Railway line in Beijing, China

Line S2 of Beijing Suburban Railway (BCR) (北京市郊铁路S2线 (北京市郊鐵路S2線, Běijīng Shìjiāo Tiělù S Èr Xiàn)) is a commuter rail line in Beijing. The main line runs from Huangtudian railway station in Changping District to Yanqing railway station in Yanqing District, following the old Beijing–Baotou railway, and provides faster, more frequent and convenient service than preexisting trains. The line is 108.3 km in length (main line + branch line). The train locomotives are marked "Great Wall" (长城号 (Chángchéng Hào)).

==Stations==

Station №; Station Name; Connections; Distance km; Location; Section
English: Chinese
●: ●; HKP; Huangtudian; 黄土店; ( 8 13 via Huoying); 0; 0; Changping; Beijing Northeast Ring railway
○: ○; CPP; Changping; 昌平; 21; 21; Jingbao railway
●: ●; NKP; Nankou; 南口; 9; 30
●: ●; ILP; Badaling; 八达岭; 21; 51; Yanqing
｜: ●; YNP; Yanqing; 延庆; 21; 72; Kangyan railway
●: KZP; Kangzhuang; 康庄; 9; 60; Yanqing; Jingbao railway
●: SCP; Shacheng; 沙城; 35; 95; Huailai (Zhangjiakou, Hebei)

==Operation==
Trains can reach a maximum speed of 160 km/h.

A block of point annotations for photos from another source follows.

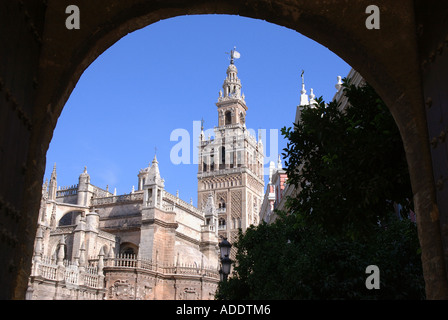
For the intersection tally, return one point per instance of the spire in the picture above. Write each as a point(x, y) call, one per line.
point(279, 163)
point(303, 96)
point(234, 55)
point(154, 173)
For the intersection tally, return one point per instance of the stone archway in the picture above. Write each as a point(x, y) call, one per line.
point(44, 61)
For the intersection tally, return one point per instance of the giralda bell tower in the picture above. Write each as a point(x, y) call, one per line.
point(231, 164)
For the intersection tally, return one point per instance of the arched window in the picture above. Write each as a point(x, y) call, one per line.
point(128, 248)
point(242, 120)
point(228, 117)
point(223, 157)
point(221, 224)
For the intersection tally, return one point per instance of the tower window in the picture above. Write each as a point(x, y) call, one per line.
point(223, 155)
point(228, 117)
point(241, 118)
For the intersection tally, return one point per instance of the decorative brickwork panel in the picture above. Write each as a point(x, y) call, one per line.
point(236, 203)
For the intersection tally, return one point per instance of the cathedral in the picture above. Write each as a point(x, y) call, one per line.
point(149, 244)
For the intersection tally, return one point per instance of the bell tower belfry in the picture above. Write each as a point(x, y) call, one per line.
point(231, 165)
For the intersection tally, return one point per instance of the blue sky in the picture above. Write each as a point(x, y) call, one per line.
point(168, 75)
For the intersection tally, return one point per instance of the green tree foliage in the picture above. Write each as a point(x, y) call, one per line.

A trip from Huangtudian to the Badaling Great Wall takes about 1 hour and 22 minutes. Since 1 December 2020 there have been five services each way from Friday to Monday and on public holidays. On other days there are three services. Tickets can be purchased from ticket offices of stations along route on the day of travel only. The Beijing Transit card is accepted on this route.
Train identification numbers are prefixed with the letter 'S'. The line primarily serves tourists traveling to the Great Wall of China at Badaling.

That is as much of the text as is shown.